Na Argentina, os pedidos de cidadania italiana concedidos passaram de 20.000, em 2023, para 30.000 em 2024. No Brasil, as solicitações aprovadas saltaram de 14.000 em 2022 para 20.000 no ano passado. No país, há diversos relatos de cidadãos que aguardam anos na fila do atendimento para conseguirem solicitar o benefício. Na Venezuela foram quase 8.000 pedidos aprovados em 2023.
A Itália tem uma população de cerca de 59 milhões de pessoas, que vem diminuindo na última década. O Ministério das Relações Exteriores estimou que, sob as regras antigas, de 60 a 80 milhões de pessoas no mundo poderiam ser elegíveis para a cidadania italiana.
Tajani defendeu ainda que a norma combate empresas que lucram ao ajudar pessoas a rastrear seus ancestrais e buscar certidões de nascimento necessárias para os pedidos – sobrecarregando os cartórios municipais com demandas por documentação.
“Estamos agindo de forma muito rigorosa contra aqueles que querem ganhar dinheiro com a oportunidade de se tornarem cidadãos italianos”, disse Tajani.
“Infelizmente, nos últimos anos, houve abusos que foram além do interesse real em nosso país”, continuou o ministro.
Novas regras de imigração
As críticas sobre o atual modelo de cidadania por ancestralidade partem principalmente de movimentos conservadores, que afirmam que o sistema é injusto, pois concede o benefício a pessoas sem vínculo significativo com a Itália. Por outro lado, filhos de imigrantes nascidos e criados na no país, precisam esperar até os 18 anos para poder solicitar um passaporte.

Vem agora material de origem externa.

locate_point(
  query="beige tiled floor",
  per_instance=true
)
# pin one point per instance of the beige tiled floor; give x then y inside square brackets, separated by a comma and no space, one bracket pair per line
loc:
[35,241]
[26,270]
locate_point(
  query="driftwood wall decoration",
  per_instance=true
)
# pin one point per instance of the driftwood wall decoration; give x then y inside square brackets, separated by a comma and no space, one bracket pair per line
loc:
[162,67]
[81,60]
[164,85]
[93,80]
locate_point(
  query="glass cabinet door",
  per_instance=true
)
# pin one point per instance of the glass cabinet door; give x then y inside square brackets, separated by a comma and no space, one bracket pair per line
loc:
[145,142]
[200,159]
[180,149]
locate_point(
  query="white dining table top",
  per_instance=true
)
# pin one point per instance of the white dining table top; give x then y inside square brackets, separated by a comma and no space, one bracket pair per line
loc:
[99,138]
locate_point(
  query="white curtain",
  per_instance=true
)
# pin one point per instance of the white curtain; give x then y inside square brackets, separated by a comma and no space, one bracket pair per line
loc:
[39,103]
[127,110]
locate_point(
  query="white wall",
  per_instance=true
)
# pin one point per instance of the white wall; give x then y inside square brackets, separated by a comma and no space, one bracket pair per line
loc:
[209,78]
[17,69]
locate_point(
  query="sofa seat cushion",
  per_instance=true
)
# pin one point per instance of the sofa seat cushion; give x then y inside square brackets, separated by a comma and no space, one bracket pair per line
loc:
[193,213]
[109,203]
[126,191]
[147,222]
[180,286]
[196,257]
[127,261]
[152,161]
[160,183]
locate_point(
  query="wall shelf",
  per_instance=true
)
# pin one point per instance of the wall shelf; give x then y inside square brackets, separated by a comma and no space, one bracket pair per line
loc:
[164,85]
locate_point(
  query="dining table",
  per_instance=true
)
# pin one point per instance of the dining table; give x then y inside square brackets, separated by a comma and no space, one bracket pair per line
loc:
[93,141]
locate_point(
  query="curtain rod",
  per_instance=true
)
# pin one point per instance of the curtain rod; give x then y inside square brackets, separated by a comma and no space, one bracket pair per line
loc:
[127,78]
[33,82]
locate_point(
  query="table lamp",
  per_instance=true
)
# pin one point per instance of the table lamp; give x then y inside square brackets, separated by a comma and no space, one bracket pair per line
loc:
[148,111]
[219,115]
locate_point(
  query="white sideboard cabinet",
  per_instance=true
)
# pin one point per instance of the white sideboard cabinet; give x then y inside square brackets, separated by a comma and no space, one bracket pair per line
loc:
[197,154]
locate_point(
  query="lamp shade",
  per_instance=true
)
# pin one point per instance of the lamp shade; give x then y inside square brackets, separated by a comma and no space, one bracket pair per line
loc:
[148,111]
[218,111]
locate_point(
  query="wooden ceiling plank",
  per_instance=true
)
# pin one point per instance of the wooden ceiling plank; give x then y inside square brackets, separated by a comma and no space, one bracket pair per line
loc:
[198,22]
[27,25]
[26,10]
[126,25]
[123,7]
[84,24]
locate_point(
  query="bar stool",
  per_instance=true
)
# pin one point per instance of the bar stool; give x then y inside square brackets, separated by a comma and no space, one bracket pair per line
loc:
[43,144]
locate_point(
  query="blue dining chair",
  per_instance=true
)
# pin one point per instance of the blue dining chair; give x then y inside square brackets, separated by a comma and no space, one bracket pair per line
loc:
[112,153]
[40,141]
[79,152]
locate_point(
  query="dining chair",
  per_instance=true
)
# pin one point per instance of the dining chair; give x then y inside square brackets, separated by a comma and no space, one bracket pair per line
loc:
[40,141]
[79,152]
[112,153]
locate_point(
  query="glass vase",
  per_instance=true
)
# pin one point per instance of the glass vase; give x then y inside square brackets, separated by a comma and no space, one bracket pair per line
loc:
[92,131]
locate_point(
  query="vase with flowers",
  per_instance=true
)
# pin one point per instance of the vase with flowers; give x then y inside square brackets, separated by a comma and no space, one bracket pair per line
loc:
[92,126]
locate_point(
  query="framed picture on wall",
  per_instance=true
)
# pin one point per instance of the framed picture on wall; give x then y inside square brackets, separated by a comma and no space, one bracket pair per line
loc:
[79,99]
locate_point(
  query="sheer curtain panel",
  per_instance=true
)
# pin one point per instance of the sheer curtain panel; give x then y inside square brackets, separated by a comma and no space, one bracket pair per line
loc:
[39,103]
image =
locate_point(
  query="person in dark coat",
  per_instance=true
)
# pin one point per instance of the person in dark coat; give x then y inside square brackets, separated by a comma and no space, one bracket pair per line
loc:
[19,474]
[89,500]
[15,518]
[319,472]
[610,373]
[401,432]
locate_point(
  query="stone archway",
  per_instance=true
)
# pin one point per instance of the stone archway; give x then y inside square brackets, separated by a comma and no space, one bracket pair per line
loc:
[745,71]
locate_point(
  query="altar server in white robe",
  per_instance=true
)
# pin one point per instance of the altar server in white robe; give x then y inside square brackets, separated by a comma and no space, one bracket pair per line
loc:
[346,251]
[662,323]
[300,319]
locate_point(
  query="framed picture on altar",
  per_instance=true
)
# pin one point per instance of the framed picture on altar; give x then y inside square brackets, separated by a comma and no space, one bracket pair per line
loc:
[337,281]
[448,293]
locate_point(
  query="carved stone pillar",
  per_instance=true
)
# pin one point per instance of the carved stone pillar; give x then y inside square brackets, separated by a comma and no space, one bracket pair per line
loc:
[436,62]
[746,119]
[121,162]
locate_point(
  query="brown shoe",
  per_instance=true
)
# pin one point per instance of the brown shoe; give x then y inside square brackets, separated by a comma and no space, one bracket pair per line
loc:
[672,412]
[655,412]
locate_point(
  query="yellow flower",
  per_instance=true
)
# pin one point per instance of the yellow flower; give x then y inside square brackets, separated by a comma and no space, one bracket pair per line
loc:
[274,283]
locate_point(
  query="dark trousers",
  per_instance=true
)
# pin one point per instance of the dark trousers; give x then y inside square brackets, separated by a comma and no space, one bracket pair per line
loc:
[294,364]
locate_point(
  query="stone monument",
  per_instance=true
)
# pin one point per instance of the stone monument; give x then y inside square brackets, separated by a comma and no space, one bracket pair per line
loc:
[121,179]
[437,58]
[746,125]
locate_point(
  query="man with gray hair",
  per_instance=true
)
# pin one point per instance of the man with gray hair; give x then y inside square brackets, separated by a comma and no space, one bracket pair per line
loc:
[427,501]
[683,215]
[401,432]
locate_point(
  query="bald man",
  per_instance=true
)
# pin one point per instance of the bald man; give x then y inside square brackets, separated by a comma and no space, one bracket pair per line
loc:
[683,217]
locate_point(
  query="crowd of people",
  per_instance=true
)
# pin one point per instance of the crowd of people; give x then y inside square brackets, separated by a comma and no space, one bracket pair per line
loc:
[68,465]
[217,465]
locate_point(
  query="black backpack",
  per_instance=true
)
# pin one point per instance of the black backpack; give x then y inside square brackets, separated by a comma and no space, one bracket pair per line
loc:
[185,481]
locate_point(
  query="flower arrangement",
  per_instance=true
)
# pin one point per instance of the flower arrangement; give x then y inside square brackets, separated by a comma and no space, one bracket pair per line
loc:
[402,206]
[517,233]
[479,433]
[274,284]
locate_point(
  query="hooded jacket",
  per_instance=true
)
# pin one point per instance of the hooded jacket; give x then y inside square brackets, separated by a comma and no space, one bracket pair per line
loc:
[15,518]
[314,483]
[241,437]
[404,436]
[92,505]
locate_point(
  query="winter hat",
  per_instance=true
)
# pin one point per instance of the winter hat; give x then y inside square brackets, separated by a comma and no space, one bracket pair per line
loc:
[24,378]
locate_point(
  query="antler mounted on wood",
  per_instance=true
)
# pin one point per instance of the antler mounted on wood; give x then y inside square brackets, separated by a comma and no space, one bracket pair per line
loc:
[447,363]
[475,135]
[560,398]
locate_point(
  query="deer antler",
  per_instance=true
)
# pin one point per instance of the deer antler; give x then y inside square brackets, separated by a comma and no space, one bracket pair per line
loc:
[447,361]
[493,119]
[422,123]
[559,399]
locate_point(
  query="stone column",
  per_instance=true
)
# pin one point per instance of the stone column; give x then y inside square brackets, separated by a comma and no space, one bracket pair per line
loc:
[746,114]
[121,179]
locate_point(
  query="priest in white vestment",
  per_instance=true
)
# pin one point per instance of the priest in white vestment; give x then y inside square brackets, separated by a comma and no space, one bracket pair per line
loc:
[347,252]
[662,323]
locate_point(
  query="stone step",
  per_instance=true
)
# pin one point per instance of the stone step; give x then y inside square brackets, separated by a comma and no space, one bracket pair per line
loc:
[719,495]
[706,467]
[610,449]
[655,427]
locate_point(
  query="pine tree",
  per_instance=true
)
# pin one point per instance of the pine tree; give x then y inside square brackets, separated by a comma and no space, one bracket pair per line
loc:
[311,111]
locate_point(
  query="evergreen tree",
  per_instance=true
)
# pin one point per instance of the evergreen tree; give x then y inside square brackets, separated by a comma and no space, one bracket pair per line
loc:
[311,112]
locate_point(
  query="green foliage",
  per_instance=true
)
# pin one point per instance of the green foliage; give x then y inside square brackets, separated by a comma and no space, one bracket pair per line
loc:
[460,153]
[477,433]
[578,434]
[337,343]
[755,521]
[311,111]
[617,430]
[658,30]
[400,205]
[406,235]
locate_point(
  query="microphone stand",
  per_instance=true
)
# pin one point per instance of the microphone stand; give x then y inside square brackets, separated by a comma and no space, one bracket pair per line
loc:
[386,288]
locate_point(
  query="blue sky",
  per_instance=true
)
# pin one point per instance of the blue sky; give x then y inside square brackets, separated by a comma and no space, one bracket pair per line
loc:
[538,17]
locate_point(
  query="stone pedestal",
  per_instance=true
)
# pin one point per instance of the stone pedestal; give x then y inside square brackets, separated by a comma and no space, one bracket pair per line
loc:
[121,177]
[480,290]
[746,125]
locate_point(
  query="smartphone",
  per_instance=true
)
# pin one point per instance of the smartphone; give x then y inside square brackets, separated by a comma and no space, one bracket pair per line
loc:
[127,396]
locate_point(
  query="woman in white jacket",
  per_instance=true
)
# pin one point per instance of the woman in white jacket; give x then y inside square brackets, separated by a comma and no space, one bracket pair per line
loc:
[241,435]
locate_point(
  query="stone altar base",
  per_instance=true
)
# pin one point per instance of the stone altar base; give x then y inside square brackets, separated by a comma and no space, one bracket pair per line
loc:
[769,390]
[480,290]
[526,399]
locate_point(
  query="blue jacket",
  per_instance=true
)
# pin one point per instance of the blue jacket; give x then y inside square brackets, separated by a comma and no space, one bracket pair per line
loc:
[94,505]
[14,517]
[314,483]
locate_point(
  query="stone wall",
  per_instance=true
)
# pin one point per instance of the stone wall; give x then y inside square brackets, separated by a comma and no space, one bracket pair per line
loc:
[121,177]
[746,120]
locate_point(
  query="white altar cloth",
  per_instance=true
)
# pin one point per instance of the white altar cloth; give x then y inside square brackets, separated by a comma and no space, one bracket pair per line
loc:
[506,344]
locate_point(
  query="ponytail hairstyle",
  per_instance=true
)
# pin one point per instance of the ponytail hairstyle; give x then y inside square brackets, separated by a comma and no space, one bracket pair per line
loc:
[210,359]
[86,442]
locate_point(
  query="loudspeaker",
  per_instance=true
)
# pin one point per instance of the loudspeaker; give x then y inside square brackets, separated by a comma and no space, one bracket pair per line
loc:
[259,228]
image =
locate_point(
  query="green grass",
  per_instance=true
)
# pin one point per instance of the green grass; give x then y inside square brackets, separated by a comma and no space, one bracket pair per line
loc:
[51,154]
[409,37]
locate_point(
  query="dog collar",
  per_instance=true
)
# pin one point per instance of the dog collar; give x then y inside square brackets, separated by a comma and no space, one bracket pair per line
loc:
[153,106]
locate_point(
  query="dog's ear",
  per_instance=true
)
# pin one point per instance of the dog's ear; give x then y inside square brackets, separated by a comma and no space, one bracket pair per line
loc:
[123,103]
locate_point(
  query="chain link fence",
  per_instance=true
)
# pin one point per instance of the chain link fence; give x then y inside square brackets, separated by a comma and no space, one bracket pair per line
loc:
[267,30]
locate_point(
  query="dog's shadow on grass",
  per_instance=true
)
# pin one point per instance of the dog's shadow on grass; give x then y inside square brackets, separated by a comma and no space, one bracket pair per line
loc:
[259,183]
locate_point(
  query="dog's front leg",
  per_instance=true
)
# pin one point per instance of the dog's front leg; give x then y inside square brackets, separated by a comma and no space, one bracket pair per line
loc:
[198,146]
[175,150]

O novo decreto segue políticas anunciadas pela premiê italiana, Giorgia Meloni, que lidera um partido de ultradireita. Também nesta sexta-feira, seu gabinete afirmou que usará duas instalações administradas pela Itália localizadas perto da costa da Albânia como centros de deportação.
As unidades foram abertas em outubro passado como centros de processamento para possíveis solicitantes de asilo que tenham sido interceptados no mar, um projeto experimental que está sendo observado de perto pela União Europeia.
Mas os ministros de Meloni concordaram que os centros agora servirão principalmente como instalações de repatriação para manter os migrantes que devem ser enviados de volta aos seus países de origem.
A mudança faz com que migrantes que já chegaram às costas italianas possam ser enviados para um país não pertencente à UE para aguardar suas repatriações.